This Article is From Oct 19, 2013

Costing Rs 100 crore, Mumbai to get India's tallest Air Traffic Control tower in December

Mumbai: It's as tall as a 30-storey building and is being touted as Mumbai's latest landmark. Already standing tall at nearly 84 metres, the shiny new Air Traffic Control (ATC) tower at Mumbai's Chhatrapati Shivaji International Airport is the tallest in the country.

This ATC tower offers something that the present one does not - an uninterrupted clear view of the runways and the operational area.

The older 60-metre tower at the airport, plonked near the secondary runway and cargo bay, has been notified as an obstruction, as it blocks the aircraft's flight path forcing carriers like Singapore Airlines and Saudi Airlines to not use the secondary runway.
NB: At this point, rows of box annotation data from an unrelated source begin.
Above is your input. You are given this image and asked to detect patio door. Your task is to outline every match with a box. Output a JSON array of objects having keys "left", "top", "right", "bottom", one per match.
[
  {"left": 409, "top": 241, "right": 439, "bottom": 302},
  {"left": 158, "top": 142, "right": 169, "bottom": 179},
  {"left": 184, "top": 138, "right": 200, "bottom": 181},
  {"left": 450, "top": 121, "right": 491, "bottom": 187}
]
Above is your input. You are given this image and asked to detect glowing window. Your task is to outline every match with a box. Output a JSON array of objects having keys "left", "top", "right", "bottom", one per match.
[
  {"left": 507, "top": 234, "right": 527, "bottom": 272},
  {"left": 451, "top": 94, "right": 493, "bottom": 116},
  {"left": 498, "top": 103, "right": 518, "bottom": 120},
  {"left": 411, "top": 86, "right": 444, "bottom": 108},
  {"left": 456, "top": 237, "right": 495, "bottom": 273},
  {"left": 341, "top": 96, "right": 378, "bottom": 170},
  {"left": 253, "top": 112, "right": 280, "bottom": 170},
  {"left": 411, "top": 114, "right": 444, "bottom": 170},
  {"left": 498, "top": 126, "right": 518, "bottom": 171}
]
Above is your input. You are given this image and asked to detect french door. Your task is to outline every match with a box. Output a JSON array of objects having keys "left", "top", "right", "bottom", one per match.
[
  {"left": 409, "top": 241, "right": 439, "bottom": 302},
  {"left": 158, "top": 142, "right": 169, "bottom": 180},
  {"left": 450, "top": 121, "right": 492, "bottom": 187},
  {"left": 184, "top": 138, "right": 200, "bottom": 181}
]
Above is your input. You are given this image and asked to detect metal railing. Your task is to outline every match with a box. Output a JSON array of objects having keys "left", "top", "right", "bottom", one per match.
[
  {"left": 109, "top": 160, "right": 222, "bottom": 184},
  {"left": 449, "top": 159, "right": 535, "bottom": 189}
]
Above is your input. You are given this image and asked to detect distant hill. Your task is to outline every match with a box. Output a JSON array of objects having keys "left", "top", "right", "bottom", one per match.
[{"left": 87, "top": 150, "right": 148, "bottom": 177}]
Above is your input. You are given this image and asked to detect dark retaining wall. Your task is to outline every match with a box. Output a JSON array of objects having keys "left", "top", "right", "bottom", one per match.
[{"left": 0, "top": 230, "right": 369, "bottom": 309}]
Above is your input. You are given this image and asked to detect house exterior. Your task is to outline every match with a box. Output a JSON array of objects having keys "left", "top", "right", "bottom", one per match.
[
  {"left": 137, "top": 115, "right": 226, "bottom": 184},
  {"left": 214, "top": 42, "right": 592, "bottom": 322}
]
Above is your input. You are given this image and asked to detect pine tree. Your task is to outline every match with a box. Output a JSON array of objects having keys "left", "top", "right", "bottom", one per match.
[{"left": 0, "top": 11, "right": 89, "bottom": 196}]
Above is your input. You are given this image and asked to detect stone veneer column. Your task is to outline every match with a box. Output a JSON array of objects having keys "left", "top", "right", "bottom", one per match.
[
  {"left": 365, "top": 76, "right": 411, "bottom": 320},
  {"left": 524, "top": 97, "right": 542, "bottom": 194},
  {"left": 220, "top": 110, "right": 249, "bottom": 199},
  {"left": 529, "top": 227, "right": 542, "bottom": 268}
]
"Now we will be able to better use the secondary runway. The old ATC tower will be removed and it will increase our efficiencies from the runways, said an Air Traffic Controller.

Once the operations at both the existing and new ATC towers are synchronised, the old structure is expected to be demolished.

Inaugurated by Civil Aviation Minister Ajit Singh and Maharashtra Chief Minister Prithviraj Chavan, the new tower is expected to be fully operational by December this year.

Built at the cost of nearly Rs 100 crore, the project missed its earlier deadline of July because of delays in procuring and installing a special kind of glass on the tower.

The airport handles an average of 38 landings and take-offs per hour. With the new tower and other measures, GVK, the company that runs the Mumbai airport, hopes the number will increase to 46.